Volviendo entonces a nuestro tema, los “evangelios de Judas”. Es universalmente aceptado que el núcleo duro de su mensaje, y la única razón de su existencia – postulan algunos – es la reivindicación de éste fascinante personaje y los motivos de su conducta respecto a su maestro. En efecto, por centurias los cristianos se preguntaron el por qué de este acto de abyecta vileza que se presenta en el itinerario de aquel que venía a – precisamente – redimir a los hombres. El “evangelio de Judas” lo responde, económicamente, hay que agregar, con un argumento que si bien no deja de tener sus puntos oscuros aparece aportando una cuota de credibilidad mayor que las versiones un tanto “inocentes” de los evangelios reconocidos, sobre todo aquellos que explican el acto de traición con el manido expediente de recurrir al “Deus ex machina”, alegando una intempestiva y extemporánea irrupción del “Maligno” en el alma del discípulo ¿Preferido? de Jesús.
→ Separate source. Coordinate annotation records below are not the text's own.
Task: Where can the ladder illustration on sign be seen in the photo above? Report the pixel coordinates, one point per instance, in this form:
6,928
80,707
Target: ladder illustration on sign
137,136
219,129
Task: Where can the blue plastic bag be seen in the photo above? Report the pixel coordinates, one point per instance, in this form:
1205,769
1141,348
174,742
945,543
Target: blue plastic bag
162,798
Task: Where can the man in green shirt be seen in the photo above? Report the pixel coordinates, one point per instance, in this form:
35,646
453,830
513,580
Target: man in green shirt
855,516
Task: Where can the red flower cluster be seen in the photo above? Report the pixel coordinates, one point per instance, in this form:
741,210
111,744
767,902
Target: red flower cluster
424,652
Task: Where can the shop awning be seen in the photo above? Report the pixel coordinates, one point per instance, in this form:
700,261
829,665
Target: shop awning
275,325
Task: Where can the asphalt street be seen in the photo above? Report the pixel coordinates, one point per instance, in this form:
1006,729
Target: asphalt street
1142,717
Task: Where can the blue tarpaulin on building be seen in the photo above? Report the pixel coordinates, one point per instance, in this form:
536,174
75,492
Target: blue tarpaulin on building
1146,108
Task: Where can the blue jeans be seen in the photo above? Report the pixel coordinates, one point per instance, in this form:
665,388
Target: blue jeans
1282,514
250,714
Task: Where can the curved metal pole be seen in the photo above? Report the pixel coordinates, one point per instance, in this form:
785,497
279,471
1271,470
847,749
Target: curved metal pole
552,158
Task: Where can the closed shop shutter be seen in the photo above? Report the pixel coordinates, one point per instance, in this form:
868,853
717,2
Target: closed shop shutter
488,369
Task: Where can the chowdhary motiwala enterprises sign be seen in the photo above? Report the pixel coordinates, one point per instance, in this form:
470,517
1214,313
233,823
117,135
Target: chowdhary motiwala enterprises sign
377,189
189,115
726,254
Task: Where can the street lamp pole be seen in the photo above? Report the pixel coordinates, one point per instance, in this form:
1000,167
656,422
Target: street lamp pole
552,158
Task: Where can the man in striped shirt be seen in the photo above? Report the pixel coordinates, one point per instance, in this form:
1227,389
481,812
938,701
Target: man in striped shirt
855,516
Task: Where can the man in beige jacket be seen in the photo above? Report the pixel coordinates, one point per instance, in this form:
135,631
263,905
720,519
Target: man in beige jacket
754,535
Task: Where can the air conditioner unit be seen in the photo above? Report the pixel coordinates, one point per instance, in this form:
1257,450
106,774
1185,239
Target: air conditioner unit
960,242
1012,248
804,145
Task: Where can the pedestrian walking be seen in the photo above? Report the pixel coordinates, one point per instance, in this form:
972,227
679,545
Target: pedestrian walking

Tal como siglos después lo escribiera Dumas, «El portador de la presente ha "hecho lo que ha hecho" por orden mía y para bien del Estado. ». A Judas, al parecer, no le quedó constancia alguna de su obediencia, pero, de ser cierta la especie, debe estar riéndose en el cielo, a la diestra del Hijo, y un par de peldaños abajo del Padre.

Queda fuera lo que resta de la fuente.